Go to the source to learn Linux basics and build the right Linux for you
Linux® From Scratch (LFS) and its descendants represent a new way to teach users how the Linux operating systems work. LFS is based on the assumption that compiling a complete operating system piece by piece not only teaches how the operating system works but also allows an independent operator to build systems for speed, footprint, or security.
Many authors have written about UNIX® flavors, delving into the mysteries of scheduling, memory management, multiprocessing and threading, file systems, and the interaction between users and the kernel. The author writing about Linux has an advantage over UNIX authors: The Linux kernel is unlikely to split into competing forks — corporate upheavals notwithstanding — because the GNU Public License (GPL), the existence of a centralized research lab — the Open Source Development Lab (OSDL) — and Linus Torvalds’ unassailable position make Linux, luckily, a slow-moving target.
Why UNIX internals matter
Different Unix kernels do not agree on much apart from what could be described as a certain family resemblance. The various UNIX flavors have an advantage, though, that Linux seems to lack: All UNIX flavors are supposed to be full operating systems.
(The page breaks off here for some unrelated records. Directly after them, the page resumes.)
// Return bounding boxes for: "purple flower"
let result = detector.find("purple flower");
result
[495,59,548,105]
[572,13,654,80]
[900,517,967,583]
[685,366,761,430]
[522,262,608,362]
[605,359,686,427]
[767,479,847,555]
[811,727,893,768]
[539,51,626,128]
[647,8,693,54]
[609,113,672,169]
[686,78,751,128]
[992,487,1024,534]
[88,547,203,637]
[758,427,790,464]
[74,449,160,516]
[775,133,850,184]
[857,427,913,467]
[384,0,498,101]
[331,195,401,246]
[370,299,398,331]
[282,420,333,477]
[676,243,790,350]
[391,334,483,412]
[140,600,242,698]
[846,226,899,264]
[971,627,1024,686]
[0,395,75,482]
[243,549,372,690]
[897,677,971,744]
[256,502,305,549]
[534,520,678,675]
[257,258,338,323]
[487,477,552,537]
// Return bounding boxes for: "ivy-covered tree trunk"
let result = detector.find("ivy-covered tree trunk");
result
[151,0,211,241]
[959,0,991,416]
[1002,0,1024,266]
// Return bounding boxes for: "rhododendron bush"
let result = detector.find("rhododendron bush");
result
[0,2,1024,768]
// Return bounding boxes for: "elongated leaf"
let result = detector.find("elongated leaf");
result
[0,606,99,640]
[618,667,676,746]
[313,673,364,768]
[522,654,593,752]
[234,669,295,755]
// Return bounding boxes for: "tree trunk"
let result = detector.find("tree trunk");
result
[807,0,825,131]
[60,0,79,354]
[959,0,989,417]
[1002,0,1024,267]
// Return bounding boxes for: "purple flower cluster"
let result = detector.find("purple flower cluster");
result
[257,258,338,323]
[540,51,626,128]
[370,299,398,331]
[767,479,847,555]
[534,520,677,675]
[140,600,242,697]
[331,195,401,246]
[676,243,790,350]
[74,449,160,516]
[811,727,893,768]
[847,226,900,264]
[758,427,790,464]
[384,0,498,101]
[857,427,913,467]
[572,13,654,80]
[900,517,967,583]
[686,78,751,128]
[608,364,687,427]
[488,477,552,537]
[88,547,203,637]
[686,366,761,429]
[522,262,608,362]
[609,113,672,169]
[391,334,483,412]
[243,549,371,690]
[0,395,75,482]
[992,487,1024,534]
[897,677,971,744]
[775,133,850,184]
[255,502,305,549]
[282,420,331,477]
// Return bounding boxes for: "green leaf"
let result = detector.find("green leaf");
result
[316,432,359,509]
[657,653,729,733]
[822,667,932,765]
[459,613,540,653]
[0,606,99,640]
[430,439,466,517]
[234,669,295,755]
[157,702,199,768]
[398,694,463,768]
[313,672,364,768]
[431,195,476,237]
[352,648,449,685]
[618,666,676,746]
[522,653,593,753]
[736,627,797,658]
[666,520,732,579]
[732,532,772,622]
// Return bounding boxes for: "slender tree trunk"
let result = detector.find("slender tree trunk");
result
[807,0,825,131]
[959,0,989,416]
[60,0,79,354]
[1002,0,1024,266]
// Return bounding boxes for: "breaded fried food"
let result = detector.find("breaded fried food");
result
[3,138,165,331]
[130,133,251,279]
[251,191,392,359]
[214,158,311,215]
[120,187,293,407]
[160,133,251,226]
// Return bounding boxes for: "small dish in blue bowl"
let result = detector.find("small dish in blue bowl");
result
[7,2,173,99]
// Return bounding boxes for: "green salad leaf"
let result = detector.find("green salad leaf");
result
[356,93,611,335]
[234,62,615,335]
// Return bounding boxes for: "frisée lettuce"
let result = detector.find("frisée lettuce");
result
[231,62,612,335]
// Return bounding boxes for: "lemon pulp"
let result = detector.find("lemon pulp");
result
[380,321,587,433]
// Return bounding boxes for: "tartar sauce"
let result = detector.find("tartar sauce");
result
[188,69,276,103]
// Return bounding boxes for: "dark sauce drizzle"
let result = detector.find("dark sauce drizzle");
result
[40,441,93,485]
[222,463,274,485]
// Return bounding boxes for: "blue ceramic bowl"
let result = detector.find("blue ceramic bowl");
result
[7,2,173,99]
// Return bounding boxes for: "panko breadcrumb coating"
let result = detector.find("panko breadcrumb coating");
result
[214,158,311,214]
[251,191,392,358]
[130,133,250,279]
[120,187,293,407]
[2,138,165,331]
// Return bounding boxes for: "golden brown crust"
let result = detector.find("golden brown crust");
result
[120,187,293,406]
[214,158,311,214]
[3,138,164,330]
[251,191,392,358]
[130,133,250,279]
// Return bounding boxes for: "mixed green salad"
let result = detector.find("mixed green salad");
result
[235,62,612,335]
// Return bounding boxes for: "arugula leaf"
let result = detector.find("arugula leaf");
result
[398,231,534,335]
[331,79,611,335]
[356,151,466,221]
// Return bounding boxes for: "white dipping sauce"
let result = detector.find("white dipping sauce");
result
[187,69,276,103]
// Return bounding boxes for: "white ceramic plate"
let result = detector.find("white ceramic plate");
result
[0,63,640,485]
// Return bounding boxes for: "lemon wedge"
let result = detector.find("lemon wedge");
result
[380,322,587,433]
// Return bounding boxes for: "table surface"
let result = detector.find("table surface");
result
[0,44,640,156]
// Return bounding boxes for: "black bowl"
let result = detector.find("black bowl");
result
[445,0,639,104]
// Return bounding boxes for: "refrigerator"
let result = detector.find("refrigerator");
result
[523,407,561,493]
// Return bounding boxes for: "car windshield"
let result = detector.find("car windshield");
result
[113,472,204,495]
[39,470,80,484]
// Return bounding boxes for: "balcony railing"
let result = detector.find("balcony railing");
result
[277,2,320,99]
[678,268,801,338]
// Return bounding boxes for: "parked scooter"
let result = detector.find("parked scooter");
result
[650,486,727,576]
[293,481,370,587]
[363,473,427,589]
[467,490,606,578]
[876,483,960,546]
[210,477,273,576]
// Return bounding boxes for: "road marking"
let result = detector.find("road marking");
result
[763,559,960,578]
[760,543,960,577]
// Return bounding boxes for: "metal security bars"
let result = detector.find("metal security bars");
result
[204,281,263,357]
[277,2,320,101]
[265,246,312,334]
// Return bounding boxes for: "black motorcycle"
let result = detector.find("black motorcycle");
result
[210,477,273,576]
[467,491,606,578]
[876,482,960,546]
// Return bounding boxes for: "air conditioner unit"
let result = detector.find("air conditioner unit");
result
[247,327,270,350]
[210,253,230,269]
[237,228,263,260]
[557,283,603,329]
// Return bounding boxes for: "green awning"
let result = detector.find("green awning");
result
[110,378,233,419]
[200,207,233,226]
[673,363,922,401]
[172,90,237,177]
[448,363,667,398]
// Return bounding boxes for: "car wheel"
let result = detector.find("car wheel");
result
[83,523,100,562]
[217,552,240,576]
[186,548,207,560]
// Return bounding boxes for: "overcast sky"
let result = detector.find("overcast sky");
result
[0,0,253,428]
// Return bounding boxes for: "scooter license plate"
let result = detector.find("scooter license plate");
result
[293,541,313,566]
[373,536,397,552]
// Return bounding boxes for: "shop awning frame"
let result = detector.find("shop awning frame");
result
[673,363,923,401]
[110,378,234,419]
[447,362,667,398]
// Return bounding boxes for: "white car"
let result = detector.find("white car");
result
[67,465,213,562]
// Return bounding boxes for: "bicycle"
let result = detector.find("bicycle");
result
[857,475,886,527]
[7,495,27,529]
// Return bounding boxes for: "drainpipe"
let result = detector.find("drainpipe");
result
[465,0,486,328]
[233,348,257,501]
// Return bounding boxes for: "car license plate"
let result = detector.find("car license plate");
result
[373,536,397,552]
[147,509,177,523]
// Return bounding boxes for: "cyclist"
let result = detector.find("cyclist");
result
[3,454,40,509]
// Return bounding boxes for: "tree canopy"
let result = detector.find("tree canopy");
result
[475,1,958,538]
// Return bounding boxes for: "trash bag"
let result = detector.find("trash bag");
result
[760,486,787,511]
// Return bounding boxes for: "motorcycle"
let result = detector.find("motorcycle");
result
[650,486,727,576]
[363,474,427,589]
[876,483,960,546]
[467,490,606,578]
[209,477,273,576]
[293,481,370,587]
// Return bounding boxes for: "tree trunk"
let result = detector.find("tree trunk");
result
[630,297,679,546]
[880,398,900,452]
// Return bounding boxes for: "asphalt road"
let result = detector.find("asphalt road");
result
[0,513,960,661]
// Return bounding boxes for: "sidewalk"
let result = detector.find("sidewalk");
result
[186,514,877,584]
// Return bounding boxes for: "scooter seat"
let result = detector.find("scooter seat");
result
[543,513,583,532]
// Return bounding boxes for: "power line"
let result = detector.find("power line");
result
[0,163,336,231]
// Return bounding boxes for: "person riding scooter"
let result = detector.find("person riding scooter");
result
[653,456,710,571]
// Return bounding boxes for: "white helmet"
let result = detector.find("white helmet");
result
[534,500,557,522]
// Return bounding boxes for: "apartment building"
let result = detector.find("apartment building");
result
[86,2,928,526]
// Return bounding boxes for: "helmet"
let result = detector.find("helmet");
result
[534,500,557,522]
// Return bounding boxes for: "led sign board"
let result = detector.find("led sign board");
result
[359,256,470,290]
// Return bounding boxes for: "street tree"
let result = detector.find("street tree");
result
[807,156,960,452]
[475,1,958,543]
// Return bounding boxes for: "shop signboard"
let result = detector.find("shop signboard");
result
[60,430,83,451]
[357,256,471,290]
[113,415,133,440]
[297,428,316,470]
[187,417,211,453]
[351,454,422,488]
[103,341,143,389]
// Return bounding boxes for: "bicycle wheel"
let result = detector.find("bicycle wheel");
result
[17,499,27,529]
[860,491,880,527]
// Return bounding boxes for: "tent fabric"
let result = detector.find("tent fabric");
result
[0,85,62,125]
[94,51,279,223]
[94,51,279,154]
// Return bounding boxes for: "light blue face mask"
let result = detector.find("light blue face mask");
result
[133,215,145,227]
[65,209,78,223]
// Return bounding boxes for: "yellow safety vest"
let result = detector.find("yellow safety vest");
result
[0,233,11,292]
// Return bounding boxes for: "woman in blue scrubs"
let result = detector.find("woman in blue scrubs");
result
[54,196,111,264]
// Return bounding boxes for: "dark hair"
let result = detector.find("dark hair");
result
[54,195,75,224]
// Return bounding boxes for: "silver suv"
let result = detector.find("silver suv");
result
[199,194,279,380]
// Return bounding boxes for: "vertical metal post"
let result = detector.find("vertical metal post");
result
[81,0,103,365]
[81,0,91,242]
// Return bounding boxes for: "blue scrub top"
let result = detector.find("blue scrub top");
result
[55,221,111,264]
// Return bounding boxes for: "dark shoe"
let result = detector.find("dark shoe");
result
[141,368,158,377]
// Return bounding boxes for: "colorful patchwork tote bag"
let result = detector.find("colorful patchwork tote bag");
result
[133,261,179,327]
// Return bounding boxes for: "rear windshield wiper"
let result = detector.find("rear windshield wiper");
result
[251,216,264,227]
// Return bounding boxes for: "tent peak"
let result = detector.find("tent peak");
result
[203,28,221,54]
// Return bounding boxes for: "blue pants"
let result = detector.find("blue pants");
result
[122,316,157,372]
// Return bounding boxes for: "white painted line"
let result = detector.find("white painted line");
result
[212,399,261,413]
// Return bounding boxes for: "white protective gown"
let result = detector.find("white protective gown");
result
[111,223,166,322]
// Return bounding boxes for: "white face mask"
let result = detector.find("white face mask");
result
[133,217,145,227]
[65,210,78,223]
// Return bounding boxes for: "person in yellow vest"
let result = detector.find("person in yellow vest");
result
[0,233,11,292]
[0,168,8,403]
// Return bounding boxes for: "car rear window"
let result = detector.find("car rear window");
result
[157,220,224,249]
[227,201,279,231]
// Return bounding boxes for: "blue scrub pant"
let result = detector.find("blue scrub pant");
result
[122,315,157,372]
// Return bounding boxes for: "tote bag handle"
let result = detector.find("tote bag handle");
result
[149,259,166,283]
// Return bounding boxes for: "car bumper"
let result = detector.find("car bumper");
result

Linux, often described as "just a kernel" (an arbitrary definition if ever there were one), presents a core of common functionality and implementations that do not change fundamentally whether the kernel runs on an underpowered Pentium® II machine or on a Symmetric Multiprocessing (SMP) system. To simplify matters even more, one could say that the further you get from a Linux kernel, the more variety you’re likely to find, while UNIX systems tend to be diverging implementations of various UNIX/POSIX standards.
Things are never quite as simple as that. Inspecting Linux kernel and system-level code is likely to be a time-intensive affair and of somewhat limited use in the real world. The LFS project aims to remedy the problem of limited system-level intelligibility on Linux. The very fact that the kernel needs a large number of libraries and tools to get a Linux system to perform even basic tasks has been commented upon, but what if a somewhat more sophisticated user who has a slim-line Linux distribution does not like to download several gigabytes of binaries that lock him out of any chance to optimize a system and do not allow him to throw out all those pesky, unnecessary tools? What if a very sophisticated user refuses to accept the diktat of various community distributions and wants to run a Linux/Apache/MySQL/PHP (LAMP)-type application stack from a CD? LFS comes to the rescue.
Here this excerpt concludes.